The ayin has become silent in the modern Semitic languages except for Arabic. As you know, in Hebrew it is either pronounced as a glottal stop (2) or not at all. As far as I know, the Old Aramaic (when Jesus was believed to have lived) pronunciation was a pharygealized glottal stop, not really the MSA ع. I can't even find a proper IPA symbol for such a sound and have no idea how to distinguish it audibly from a voiced pharygealized fricative. Maybe you can. 

But I agree that I shouldn't have written _silent_ here, as it can be confusing.



> You would only hear Ee-sho if it's a person's name.


 
I thought it was a person's name in _Jesus Christ_?


----------



## Shlama_98

Whodunit said:


> The ayin has become silent in the modern Semitic languages except for Arabic. As you know, in Hebrew it is either pronounced as a glottal stop (2) or not at all. As far as I know, the Old Aramaic (when Jesus was believed to have lived) pronunciation was a pharygealized glottal stop, not really the MSA ع. I can't even find a proper IPA symbol for such a sound and have no idea how to distinguish it audibly from a voiced pharygealized fricative. Maybe you can.
> 
> But I agree that I shouldn't have written _silent_ here, as it can be confusing.
> 
> 
> 
> I thought it was a person's name in _Jesus Christ_?



The ayin has become silent or a softer one in some Aramaic dialects but it remains in some other dialects.

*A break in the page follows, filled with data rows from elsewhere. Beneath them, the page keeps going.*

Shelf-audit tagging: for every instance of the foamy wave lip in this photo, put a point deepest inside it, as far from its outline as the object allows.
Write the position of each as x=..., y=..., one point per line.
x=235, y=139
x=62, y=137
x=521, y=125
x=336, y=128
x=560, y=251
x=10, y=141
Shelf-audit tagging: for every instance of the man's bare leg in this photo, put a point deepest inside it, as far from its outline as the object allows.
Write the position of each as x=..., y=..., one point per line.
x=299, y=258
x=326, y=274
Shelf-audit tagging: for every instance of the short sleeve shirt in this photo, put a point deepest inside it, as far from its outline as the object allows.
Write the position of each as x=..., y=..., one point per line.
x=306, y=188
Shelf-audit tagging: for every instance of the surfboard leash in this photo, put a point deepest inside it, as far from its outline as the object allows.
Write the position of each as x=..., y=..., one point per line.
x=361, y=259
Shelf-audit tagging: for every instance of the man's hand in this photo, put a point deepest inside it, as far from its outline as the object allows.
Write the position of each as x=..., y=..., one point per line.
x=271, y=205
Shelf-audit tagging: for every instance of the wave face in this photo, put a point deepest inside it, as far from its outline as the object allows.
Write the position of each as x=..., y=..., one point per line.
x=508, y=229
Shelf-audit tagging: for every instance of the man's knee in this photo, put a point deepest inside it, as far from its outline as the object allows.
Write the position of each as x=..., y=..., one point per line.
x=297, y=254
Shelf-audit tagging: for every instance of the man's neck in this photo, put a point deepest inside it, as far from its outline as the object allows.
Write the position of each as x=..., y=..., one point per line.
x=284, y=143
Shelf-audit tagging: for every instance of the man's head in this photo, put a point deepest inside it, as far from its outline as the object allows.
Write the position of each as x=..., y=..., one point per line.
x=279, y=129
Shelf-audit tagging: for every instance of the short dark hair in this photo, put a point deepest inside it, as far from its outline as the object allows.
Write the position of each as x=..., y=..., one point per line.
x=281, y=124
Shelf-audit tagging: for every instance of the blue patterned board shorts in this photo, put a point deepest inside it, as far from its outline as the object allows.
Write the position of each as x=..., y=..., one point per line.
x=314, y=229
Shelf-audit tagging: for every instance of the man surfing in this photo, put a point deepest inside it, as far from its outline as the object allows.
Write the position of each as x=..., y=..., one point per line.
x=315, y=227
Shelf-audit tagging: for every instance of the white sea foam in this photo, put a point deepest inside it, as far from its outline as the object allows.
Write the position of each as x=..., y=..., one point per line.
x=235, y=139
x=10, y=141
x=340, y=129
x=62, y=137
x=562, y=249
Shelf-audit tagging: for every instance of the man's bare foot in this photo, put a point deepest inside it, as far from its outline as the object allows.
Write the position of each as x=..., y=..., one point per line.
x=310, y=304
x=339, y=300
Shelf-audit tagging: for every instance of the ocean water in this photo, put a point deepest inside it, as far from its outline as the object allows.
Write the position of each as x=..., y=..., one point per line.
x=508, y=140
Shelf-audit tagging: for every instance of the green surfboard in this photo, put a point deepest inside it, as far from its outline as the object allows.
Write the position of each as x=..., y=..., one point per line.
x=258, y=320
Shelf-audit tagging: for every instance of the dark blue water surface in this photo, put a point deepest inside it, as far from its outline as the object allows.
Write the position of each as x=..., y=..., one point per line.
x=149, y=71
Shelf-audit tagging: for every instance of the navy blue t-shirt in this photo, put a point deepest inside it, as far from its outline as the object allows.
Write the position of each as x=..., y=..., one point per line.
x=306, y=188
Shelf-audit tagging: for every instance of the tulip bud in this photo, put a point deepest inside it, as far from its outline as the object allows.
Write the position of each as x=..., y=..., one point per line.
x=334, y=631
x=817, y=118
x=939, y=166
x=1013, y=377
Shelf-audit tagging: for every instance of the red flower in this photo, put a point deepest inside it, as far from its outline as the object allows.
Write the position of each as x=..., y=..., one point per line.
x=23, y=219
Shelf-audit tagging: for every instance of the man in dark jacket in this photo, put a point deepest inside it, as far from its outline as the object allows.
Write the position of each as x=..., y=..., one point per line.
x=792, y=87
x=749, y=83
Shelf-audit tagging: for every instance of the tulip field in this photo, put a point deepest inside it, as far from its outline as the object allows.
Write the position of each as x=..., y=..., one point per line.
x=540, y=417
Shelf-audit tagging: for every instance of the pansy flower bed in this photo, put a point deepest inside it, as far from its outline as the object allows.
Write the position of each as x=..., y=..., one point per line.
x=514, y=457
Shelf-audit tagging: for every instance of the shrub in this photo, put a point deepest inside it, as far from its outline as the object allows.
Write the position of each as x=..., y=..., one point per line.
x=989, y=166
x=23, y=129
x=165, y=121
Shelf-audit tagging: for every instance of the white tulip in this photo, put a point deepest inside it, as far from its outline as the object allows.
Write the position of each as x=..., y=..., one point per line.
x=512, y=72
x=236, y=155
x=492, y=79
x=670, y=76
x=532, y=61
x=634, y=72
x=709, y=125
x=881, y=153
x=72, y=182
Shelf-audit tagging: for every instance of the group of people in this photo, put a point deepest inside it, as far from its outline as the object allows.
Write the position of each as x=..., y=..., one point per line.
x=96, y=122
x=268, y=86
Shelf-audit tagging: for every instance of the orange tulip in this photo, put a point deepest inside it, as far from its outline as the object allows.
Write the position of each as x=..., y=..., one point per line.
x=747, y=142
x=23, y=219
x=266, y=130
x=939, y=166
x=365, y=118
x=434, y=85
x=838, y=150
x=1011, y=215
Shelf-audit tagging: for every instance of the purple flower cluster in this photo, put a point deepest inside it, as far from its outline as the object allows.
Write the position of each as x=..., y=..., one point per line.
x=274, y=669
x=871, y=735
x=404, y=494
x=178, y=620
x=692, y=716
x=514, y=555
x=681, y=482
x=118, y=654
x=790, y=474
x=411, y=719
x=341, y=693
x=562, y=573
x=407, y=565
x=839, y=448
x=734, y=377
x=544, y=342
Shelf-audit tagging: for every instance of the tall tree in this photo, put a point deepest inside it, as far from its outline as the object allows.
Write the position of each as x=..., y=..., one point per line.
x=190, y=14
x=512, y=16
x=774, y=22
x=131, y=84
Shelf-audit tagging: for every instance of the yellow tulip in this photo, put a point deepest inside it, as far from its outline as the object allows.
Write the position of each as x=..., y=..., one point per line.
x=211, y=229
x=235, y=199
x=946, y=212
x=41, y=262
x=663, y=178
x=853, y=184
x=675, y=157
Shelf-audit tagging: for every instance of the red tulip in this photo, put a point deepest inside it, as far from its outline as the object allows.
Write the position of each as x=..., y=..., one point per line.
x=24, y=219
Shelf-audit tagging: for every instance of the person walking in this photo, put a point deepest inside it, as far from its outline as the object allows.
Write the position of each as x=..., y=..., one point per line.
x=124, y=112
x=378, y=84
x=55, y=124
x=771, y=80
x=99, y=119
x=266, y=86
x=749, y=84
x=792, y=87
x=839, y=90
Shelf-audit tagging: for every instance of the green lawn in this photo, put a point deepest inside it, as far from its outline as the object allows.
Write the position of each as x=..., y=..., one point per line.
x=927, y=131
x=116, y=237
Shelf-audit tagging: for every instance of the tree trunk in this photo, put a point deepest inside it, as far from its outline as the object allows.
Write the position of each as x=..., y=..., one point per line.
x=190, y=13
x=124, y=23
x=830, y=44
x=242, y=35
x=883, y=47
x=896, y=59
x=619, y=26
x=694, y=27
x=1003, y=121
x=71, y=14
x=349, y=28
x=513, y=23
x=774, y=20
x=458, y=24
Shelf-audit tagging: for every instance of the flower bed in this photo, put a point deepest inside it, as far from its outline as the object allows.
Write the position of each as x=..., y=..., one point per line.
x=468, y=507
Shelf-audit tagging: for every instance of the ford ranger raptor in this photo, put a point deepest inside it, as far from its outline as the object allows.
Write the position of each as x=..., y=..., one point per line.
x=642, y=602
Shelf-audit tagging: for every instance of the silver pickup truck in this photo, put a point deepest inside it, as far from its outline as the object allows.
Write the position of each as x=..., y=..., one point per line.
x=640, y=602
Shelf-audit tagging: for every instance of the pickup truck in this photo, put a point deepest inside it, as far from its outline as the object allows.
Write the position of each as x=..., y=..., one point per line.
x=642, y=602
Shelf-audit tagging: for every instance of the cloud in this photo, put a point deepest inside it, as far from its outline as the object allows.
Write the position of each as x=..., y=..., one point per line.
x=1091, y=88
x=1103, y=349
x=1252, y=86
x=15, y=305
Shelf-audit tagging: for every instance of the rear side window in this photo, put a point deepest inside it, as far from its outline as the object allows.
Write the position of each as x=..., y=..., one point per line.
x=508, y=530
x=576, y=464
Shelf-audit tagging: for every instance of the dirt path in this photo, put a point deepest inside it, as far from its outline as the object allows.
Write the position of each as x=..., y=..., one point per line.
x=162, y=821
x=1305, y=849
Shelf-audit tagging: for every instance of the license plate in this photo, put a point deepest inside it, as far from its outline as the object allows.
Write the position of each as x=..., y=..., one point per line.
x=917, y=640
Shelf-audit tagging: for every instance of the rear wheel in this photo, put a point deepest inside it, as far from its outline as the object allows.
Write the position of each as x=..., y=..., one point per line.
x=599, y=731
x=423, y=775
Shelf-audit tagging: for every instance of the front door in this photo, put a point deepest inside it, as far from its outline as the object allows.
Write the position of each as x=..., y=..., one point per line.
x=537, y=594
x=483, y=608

As for Jesus' name, well it is a person's name but what I'm trying to say is among the modern Aramaic speaking Christian communities (Assyrians) Ee-shu3 or Ee-shu2 is never given to a normal person as a name, it's always Ee-shu without the 3 or 2 sound in the end, the ayin is only pronounced when It's Jesus Christ's name.


----------



## Lugubert

It should be remarked that "Christ" isn't originally a name, but a title, 'the anointed one', the Greek translation of the OT/Tanakh _Mashi´ach._


----------



## JAN SHAR

The second word is vowelled ܡܫܺܝܚܳܐ. The first one is ܝܶܫܘܿܥ but an alternative pronunciation is ܝܺܫܘܿܥ and some people use ܝܺܣܘܽܣ.


----------